10) Chocolate is nutritious
A 50g bar of plain chocolate contains 1.2mg of iron and 45mg of magnesium. And milk chocolate is a reasonable source of calcium - a 50g bar contains 110mg. However we’d need to eat about seven bars to get the recommended daily allowances of these minerals!

By Nicky Pellegrino, New Zealand Woman’s Weekly 1 May 2000


What is chocolate?

History of Chocolate

 600 A.D. Establishment of earliest known cocoa plantations. However, it is believed people were familiar with cocoa several centuries earlier.
 1000 Cocoa beans were used as a form of payment.
 1502 Columbus traveled to America and was the first European to discover the cocoa bean. The bean was being used by natives as a currency and in the preparation of a delightful drink.
 1528 The first cocoa and cocoa preparation utensils were brought back to Europe.
 1615 The drinking of chocolate became a custom at French courts.
 1657 London’s first chocolate shop was opened by a Frenchman.
 1674 Famous coffee-houses in London introduced chocolate into cakes and rolls.
 1755 The cocoa bean was introduced into America.
 1780 The first machine-made chocolate is produced in Barcelona.
 1875 A Swiss man named Daniel Peter introduced the first milk chocolate on the market.
 1879 Rodolphe Lindt of Berne produced a chocolate which melted on the tongue.


The Origination of the Heart of Chocolate

The Journey from Cocoa bean to Chocolate.

The cocoa bean is the heart of the sweetest delicacy in the world - Chocolate.
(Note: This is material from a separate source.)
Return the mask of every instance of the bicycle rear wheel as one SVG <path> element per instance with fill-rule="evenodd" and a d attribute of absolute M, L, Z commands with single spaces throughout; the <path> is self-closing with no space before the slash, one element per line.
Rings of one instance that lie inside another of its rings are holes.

But who would believe that the cocoa bean is bitter!

The bean is produced by cocoa trees and these trees grow in the hottest regions of the world (e.g. West Africa). Cocoa trees can grow to a height of 50 feet, however, to simplify the harvesting process the trees are trimmed back to a height of 20 feet or so. The main bean season is May and October/November.
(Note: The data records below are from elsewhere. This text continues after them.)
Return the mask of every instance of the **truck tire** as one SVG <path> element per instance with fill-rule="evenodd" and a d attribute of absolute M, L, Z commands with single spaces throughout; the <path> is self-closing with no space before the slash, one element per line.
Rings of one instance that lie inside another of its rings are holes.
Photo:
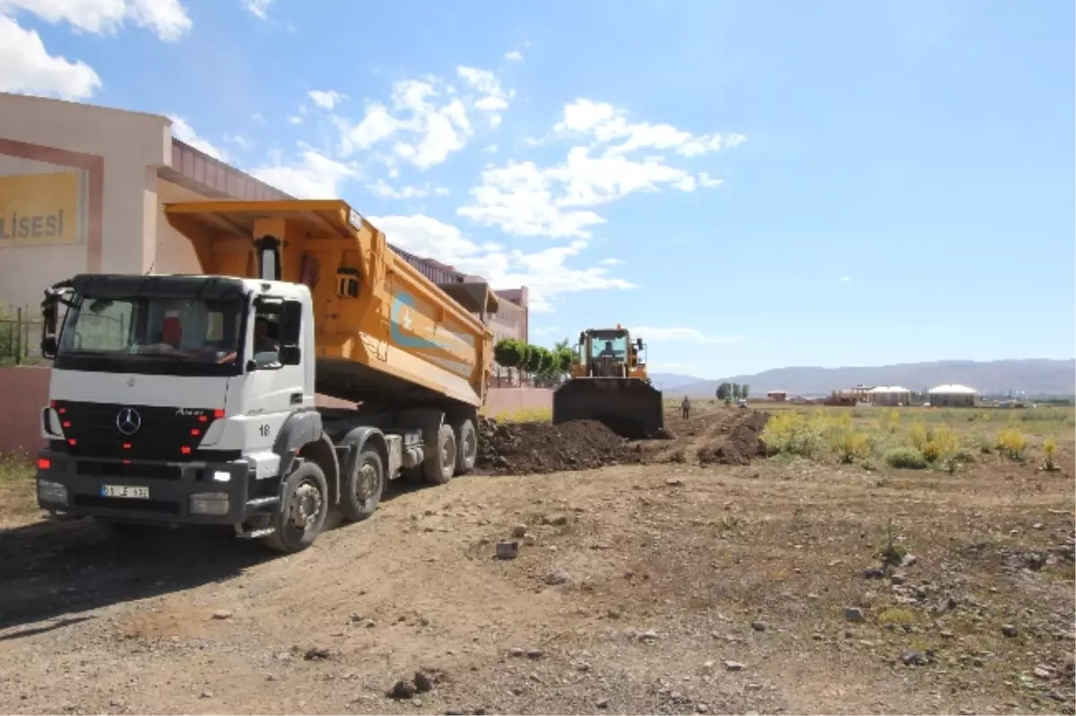
<path fill-rule="evenodd" d="M 456 474 L 466 475 L 478 459 L 478 430 L 473 420 L 463 418 L 452 425 L 452 432 L 456 436 Z"/>
<path fill-rule="evenodd" d="M 385 489 L 385 467 L 372 445 L 364 445 L 351 472 L 340 486 L 340 512 L 344 519 L 359 522 L 378 509 Z"/>
<path fill-rule="evenodd" d="M 437 444 L 429 445 L 422 463 L 422 472 L 430 485 L 444 485 L 456 471 L 456 433 L 451 425 L 437 431 Z"/>
<path fill-rule="evenodd" d="M 281 487 L 280 510 L 269 526 L 273 533 L 263 543 L 274 552 L 302 552 L 317 539 L 329 514 L 329 486 L 316 462 L 297 459 L 297 467 Z"/>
The cocoa bean can vary in appearance depending on the variety. Cocoa beans have a leathery outer layer and a fleshy inside.

The cocoa bean undergoes a number of processes before the bean can be manufactured into chocolate. Once harvested the beans are fermented for 2-6 days, dried (to expel a large % of their water content), cleaned, roasted (to develop aroma), ground and finally made into cocoa butter or cocoa powder.